For this particular case, you'll almost certainly want to cache the
results anyway. The popularity isn't going to change that fast, and
presumably you'll only want to categorise them as VERY BIG, Big, normal
etc. I assume asp.net allows you to cache this sort of information somehow.

>>>> You have cars which have tags and planes which have tags. Tagging a
>>>> plane is not the same as tagging a car. Either you confuse that issue,
>>>> or you want separate tables to track each relationship.
>>> Hmm, so if I have a tag called "Saab" and a user clicks on Saab, then
>>> information from both Cars and Planes table would appear.
>> Well, if you UNION them, yes. Of course you'll need to find columns that
>> make sense across all types. If planes have e.g. "wingspan" then you'll
>> need to add 'not applicable'::text in the car-related subquery.
>
> Hmm, currently I can't visualize the query, again, it would help if I can
> see the data to see what you mean. If planes table had a tag called
> wingspan, wouldn't the query just not show any value for the field so it
> wouldn't need 'not applicable' in the car-related subquery? Not sure really.

Sorry - I'm trying to say that if you UNION together several queries
they all need to have the same columns. So - if one subquery doesn't
have that column you'll need to provide a "not applicable" value instead.

Best of luck with the application, and don't forget to cache query
results when they don't change often. It'll boost performance quite a bit.

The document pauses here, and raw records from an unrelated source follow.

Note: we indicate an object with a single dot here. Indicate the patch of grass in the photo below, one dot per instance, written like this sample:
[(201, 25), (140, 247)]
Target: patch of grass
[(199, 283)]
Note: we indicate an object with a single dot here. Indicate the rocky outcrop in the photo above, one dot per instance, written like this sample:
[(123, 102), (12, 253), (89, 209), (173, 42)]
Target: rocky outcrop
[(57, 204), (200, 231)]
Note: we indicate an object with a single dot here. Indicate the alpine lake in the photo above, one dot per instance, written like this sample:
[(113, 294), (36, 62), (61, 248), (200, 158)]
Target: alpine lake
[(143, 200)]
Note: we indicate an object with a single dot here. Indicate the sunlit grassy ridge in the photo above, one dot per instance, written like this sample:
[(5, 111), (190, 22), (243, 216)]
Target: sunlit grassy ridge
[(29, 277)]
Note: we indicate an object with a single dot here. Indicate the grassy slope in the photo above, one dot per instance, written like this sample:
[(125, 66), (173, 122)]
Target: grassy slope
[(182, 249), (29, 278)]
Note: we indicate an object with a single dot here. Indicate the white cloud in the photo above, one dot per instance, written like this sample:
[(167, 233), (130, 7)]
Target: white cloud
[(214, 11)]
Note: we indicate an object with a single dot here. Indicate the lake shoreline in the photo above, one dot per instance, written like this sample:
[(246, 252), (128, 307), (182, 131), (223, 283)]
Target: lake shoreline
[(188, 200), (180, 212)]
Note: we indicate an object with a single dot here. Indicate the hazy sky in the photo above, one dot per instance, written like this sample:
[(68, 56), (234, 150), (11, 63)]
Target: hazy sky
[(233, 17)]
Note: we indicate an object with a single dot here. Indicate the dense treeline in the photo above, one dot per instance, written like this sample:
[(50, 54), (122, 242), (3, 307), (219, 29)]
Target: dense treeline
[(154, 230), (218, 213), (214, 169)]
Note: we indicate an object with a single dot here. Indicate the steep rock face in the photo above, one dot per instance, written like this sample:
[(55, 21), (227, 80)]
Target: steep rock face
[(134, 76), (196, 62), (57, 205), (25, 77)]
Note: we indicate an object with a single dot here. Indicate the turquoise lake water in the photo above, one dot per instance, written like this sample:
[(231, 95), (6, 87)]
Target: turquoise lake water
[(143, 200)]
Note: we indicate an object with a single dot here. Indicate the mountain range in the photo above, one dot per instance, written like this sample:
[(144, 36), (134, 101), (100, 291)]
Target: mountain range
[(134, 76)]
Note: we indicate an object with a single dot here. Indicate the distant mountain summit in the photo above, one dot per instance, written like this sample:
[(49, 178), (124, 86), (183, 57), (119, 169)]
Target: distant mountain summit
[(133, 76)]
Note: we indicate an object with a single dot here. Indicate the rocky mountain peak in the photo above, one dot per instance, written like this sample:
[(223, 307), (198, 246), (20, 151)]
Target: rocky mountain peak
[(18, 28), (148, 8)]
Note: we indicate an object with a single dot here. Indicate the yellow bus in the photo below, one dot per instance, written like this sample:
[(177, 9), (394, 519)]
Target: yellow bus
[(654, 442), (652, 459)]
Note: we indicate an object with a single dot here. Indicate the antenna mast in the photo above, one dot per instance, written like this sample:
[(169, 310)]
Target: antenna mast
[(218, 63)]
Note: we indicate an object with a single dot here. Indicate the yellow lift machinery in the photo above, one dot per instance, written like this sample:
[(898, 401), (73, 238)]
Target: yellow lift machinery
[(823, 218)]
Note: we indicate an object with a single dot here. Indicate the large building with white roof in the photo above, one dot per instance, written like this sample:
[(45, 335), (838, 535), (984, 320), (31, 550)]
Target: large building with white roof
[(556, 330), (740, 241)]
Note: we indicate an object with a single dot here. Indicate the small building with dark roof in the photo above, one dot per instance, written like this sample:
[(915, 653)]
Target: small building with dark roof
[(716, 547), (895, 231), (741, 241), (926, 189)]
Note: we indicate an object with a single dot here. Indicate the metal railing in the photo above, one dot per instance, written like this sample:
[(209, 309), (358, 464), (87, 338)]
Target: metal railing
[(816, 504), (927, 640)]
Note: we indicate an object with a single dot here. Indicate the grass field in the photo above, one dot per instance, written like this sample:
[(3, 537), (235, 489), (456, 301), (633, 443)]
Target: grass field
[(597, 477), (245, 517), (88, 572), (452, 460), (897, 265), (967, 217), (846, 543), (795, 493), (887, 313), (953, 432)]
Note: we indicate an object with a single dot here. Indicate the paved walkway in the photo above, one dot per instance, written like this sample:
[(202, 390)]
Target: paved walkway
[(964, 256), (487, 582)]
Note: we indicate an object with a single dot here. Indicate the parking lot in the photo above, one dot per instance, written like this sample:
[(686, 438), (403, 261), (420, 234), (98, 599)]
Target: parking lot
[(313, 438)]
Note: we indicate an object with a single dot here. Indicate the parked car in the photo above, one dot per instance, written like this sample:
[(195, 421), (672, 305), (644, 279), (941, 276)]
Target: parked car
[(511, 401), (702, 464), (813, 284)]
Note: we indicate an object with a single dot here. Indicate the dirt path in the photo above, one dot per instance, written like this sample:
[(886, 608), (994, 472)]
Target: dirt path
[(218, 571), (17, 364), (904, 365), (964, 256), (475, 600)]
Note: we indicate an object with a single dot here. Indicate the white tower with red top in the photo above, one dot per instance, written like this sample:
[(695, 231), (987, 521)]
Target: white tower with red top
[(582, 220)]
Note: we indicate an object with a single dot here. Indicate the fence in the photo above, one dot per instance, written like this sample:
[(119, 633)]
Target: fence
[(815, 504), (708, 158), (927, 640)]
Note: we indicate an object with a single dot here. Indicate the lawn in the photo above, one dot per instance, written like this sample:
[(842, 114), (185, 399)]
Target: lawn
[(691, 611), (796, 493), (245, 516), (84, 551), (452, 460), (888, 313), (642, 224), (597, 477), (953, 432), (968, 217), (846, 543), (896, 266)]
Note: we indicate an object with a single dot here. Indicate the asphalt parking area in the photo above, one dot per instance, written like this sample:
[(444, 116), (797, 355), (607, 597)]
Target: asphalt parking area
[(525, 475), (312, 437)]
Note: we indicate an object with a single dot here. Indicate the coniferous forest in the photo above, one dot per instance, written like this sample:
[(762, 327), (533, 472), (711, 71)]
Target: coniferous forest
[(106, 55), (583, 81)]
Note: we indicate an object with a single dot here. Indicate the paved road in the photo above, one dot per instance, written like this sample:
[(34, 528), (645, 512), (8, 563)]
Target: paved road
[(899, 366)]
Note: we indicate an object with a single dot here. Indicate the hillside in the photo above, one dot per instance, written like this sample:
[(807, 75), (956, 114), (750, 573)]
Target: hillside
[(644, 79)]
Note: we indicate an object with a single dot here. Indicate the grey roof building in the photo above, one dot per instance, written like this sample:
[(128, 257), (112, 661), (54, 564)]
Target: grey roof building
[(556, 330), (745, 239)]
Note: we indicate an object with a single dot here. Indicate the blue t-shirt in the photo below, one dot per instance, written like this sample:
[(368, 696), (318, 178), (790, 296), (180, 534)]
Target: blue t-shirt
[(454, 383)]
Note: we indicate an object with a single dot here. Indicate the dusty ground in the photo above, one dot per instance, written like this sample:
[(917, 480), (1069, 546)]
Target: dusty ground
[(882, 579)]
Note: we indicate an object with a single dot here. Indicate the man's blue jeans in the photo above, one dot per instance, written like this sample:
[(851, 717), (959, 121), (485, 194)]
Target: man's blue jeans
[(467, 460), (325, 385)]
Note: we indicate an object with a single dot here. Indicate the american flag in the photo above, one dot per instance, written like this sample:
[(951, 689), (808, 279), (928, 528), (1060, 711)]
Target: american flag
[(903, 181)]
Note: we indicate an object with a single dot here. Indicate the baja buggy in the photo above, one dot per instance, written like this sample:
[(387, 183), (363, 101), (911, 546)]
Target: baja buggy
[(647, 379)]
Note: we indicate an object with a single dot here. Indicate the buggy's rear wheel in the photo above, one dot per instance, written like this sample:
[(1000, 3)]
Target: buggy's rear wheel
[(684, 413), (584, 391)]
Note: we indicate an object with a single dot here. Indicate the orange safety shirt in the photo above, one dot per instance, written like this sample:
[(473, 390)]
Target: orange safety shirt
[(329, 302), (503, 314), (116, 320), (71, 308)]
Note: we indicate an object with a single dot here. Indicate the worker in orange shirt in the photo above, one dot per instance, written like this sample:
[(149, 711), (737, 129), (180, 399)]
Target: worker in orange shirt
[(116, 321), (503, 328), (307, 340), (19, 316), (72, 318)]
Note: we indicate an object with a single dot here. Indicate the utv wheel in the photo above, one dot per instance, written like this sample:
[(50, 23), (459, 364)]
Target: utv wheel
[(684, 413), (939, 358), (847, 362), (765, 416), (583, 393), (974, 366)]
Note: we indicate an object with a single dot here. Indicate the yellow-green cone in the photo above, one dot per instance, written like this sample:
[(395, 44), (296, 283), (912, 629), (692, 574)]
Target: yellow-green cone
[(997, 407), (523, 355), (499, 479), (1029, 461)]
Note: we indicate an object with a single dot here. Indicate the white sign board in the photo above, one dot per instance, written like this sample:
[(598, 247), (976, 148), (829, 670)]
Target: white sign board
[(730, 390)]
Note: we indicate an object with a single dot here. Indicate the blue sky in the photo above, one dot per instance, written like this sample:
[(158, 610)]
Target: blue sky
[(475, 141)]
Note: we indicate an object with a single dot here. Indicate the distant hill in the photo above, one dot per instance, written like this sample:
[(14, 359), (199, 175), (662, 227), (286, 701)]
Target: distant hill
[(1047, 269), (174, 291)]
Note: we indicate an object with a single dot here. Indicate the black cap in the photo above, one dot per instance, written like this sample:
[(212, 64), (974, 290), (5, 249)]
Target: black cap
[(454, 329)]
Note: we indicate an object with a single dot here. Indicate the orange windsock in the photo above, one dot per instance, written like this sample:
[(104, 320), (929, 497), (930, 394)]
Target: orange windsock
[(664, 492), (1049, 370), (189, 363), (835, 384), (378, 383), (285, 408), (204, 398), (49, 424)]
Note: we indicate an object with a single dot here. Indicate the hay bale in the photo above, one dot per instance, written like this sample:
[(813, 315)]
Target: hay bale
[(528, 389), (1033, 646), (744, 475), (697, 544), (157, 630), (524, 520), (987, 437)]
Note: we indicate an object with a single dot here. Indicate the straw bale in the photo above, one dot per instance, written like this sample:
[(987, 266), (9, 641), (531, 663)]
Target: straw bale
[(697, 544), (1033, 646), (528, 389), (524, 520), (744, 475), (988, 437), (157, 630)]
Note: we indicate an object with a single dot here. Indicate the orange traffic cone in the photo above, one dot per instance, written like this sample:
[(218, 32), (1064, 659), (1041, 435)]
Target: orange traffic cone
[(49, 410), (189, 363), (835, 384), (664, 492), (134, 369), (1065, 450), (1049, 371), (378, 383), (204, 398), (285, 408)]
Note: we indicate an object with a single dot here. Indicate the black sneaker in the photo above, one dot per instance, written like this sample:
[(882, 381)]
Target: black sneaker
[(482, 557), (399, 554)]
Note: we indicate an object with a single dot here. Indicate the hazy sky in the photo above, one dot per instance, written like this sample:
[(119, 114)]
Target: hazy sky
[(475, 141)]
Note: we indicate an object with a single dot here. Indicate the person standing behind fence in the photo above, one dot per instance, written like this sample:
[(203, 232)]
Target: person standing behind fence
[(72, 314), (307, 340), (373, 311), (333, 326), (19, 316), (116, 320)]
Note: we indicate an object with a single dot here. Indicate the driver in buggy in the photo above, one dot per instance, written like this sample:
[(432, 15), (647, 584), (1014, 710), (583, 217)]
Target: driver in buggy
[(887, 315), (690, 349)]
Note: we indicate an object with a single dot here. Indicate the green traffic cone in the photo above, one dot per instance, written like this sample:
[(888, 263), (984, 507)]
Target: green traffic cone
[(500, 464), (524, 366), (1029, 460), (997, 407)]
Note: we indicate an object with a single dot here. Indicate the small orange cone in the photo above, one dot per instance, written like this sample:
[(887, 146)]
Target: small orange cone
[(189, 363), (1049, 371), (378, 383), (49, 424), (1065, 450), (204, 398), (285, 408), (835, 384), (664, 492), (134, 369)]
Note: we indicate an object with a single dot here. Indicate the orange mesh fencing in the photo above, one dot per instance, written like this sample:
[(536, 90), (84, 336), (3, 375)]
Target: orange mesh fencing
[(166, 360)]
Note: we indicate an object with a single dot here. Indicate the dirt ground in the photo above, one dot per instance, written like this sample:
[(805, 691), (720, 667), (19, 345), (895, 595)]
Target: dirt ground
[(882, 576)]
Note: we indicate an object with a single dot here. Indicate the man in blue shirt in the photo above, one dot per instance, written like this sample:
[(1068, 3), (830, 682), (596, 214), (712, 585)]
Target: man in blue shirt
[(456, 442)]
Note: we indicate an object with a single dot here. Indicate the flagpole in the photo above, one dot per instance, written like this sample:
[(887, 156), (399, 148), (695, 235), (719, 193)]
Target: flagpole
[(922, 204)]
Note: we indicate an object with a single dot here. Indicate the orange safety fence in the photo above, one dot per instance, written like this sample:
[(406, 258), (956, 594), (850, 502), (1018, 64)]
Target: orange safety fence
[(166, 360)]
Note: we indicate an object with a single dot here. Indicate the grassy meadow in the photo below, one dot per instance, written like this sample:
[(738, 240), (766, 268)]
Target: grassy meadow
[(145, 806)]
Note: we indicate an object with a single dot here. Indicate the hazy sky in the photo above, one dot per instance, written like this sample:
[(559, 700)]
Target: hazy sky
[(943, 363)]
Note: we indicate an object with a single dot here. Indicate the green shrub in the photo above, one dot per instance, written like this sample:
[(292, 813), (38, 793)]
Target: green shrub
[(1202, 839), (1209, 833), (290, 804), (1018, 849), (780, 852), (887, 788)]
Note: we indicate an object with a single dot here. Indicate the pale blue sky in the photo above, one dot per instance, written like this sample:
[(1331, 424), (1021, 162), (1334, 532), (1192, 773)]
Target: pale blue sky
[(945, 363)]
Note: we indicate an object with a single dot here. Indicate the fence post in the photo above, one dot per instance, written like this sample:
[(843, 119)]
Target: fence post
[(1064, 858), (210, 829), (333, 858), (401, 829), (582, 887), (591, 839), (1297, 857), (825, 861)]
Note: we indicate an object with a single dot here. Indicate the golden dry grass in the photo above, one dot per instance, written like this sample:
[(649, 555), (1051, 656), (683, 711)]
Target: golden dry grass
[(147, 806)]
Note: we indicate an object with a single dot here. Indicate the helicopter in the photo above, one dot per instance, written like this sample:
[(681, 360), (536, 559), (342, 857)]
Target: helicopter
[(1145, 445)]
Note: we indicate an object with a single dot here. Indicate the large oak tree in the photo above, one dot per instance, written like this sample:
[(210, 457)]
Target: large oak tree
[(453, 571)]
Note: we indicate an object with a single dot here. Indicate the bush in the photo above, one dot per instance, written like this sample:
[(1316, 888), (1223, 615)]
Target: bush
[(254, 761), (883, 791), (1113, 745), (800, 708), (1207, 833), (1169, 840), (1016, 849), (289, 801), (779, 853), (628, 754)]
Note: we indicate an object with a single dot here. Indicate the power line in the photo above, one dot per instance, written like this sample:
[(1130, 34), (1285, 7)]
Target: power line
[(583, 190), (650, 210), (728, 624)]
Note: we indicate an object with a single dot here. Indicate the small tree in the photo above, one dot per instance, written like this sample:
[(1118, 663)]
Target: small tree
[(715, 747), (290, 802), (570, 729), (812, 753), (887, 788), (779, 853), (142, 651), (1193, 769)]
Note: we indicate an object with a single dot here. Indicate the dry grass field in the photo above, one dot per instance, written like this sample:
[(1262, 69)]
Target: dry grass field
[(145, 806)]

P.S. - try the "general" mailing list if you want to discuss this sort
of thing some more. This one is really supposed to be
performance-related questions only.

--
   Richard Huxton
   Archonet Ltd

Re: Questions on Tags table schema

From
Ron Mayer
Date:
Jay Kang wrote:
> Hello,
>
> I'm currently trying to decide on a database design for tags in my web
> 2.0 application. The problem I'm facing is that I have 3 separate tables
> i.e. cars, planes, and schools. All three tables need to interact with
> the tags, so there will only be one universal set of tags for the three
> tables.

It strikes me that some tsearch2 ts_vector like datatype might
work well for this; depending on the types of queries you're doing.